These Q&As were updated on Friday 7 May 2021 and will be reviewed as new information and advice emerges. For general information on pregnancy and COVID-19 visit our main Q&A page.

Key messages

  • The latest advice from the Joint Committee on Vaccination and Immunisation (JCVI) is that COVID-19 vaccines should be offered to pregnant women at the same time as the rest of the population, based on their age and clinical risk group.
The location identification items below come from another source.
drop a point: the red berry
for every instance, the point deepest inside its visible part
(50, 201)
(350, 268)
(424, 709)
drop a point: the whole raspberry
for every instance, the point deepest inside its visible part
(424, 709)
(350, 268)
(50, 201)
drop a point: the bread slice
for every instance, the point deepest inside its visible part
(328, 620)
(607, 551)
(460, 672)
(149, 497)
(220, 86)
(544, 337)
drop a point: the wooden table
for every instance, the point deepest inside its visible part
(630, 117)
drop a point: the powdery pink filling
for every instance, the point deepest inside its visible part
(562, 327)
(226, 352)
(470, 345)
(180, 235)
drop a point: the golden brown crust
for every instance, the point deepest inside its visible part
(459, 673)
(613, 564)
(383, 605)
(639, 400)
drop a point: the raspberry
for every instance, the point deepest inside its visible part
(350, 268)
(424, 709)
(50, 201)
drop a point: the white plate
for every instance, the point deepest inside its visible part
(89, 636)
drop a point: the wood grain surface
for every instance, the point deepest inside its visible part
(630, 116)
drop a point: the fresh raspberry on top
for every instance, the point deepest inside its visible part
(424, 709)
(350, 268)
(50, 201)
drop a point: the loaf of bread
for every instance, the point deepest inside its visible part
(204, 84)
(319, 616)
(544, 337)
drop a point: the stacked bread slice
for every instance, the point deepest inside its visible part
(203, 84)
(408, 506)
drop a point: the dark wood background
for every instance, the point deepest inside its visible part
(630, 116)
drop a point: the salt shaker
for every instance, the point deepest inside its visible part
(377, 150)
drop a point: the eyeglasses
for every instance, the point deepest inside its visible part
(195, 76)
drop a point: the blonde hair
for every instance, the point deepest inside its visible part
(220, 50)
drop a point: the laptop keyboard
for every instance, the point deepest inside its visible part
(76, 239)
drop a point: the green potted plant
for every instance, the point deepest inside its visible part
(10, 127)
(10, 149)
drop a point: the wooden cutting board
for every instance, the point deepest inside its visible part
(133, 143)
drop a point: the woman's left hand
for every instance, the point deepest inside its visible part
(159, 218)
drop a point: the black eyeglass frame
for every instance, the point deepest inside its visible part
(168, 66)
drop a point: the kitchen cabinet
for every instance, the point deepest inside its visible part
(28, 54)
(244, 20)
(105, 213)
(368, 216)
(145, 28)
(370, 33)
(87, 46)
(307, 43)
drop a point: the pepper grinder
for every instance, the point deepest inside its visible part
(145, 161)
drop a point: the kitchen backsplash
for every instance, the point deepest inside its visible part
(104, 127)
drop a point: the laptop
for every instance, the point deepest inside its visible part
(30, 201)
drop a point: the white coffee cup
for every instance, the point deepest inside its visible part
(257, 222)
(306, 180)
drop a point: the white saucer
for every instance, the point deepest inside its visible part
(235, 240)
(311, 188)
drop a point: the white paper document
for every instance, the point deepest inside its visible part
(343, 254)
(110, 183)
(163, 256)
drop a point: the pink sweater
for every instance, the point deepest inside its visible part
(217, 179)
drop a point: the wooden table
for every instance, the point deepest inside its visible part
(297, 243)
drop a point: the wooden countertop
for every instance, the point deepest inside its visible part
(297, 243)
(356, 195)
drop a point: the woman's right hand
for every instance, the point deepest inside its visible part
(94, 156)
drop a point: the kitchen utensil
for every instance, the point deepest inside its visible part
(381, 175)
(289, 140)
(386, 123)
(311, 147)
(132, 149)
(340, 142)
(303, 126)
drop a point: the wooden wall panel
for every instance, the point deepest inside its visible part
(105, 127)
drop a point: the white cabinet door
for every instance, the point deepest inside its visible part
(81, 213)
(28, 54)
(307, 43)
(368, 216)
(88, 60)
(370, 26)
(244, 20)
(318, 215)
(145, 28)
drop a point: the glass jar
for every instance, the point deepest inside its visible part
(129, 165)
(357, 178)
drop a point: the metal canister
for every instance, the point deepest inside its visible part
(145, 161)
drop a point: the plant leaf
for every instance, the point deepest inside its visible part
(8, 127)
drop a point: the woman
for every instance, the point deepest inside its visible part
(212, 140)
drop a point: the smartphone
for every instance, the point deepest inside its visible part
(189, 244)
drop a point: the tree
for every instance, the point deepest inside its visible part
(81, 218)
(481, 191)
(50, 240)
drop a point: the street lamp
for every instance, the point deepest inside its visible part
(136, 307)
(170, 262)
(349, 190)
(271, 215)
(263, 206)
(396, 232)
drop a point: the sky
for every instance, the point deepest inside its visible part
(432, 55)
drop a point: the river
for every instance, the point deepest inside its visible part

Women should discuss the benefits and risks of having the vaccine with their healthcare professional and reach a joint decision based on individual circumstances.
  • You should not stop breastfeeding in order to be vaccinated against COVID-19.
  • Women trying to become pregnant do not need to avoid pregnancy after vaccination and there is no evidence to suggest that COVID-19 vaccines will affect fertility.
  • Having a COVID-19 vaccine will not remove the requirement for employers to carry out a risk assessment for pregnant employees, which should follow the rules set out in this government guidance.
  • See our statement in response to change in guidance around the Oxford AstraZeneca vaccine

Resources to help with decision making

If you are pregnant and have been offered a COVID-19 vaccine, the decision whether to have the vaccination is your choice. You may find the following resources helpful:

Q. Which pregnant women are being offered a COVID-19 vaccine?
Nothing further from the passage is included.